MambaTab

Overview

MambaTab is exposed as a stable Mamba-family model, but the current DeepTab forward path behaves as a lightweight projected-feature network: it concatenates input features, projects them to d_model, normalizes and activates the representation, then predicts with MLPhead.

Use it as a compact baseline in the current release.

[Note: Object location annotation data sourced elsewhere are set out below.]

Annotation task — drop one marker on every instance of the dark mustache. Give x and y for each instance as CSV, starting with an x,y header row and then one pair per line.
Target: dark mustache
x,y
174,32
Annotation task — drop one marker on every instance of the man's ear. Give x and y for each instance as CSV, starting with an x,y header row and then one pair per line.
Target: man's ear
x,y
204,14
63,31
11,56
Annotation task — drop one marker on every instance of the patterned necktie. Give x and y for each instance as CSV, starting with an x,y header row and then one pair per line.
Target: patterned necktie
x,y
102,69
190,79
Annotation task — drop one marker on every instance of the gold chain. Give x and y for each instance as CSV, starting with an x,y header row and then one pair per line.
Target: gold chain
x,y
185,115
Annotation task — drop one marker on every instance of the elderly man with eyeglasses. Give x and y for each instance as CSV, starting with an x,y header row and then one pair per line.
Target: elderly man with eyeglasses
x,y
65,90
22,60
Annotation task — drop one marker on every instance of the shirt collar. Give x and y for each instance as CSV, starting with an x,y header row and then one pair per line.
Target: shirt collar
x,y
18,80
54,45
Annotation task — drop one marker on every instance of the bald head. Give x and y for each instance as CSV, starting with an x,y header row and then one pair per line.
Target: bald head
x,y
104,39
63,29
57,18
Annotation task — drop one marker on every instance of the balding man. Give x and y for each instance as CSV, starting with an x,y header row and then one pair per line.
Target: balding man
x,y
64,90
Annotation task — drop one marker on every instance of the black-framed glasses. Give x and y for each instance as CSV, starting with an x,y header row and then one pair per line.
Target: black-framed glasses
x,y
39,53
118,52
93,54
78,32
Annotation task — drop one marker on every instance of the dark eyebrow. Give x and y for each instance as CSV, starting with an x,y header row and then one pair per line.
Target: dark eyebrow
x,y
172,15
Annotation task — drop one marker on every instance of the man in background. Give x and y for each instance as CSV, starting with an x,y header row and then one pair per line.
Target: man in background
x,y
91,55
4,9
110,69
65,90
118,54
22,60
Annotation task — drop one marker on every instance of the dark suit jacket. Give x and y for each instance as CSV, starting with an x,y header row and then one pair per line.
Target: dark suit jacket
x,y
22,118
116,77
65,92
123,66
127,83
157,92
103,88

For an active Mamba sequence model over feature tokens, prefer Mambular or MambAttention.

Architectural Details

The current MambaTab forward path is:

Concatenate all input tensors.
Apply initial_layer from input dimension to d_model.
Temporarily unsqueeze along axis, apply LayerNorm, and apply embedding_activation.
Squeeze back to a row representation.
Predict with MLPhead.

features -> concat -> Linear(input_dim, d_model) -> LayerNorm -> activation -> MLPhead

Main Building Blocks

Component	DeepTab implementation	Role
Input path	`torch.cat(...)`	Uses raw/preprocessed feature tensors directly.
Projection	`initial_layer`	Maps input vector to `d_model`.
Normalization	`LayerNorm`	Stabilizes projected representation.
Head	`MLPhead`	Produces predictions.
Mamba block	`self.mamba = Mamba(...)` or `MambaOriginal(...)`	Instantiated in `__init__`, but not called in the current `forward`.

Implementation Notes

The presence of Mamba-related config fields (d_state, d_conv, expand_factor, mamba_version, bidirectional) does not mean they affect the current forward pass. They configure the instantiated self.mamba module, but that module is not applied before the head.

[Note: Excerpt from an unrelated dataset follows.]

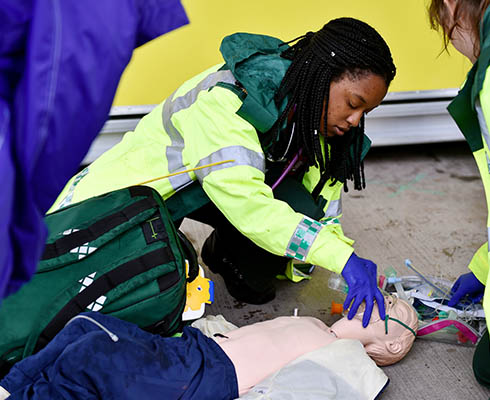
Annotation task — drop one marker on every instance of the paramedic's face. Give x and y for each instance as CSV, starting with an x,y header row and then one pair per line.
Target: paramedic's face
x,y
352,96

This distinction matters for research comparisons: document the DeepTab version and verify the forward path if you report MambaTab as a state-space model.

Practical Config

from deeptab.configs import MambaTabConfig, PreprocessingConfig, TrainerConfig
from deeptab.models import MambaTabRegressor

model = MambaTabRegressor(
    model_config=MambaTabConfig(
        d_model=64,
        dropout=0.05,
        head_layer_sizes=[128],
        head_dropout=0.1,
    ),
    preprocessing_config=PreprocessingConfig(numerical_preprocessing="standard"),
    trainer_config=TrainerConfig(lr=1e-3, batch_size=256, max_epochs=100),
    random_state=101,
)

Key settings in the current forward path:

Setting	Typical range	Effect
`d_model`	`32` to `128`	Width of the projected representation.
`embedding_activation`	`Identity`, `ReLU`, `SiLU`	Activation after projection/norm.
`head_layer_sizes`	`[]` to `[256, 128]`	Extra MLPhead capacity.
`head_dropout`	`0.0` to `0.3`	Head regularization.
`axis`	`1` or `0`	Temporary unsqueeze axis before normalization.

When To Use

Use MambaTab when you want a lightweight projection baseline from the Mamba-family API. Use Mambular for sequence modeling experiments where the Mamba block must be active.

References

Gu and Dao, Mamba: Linear-Time Sequence Modeling with Selective State Spaces.
Thielmann et al., Mambular: A Sequential Model for Tabular Deep Learning.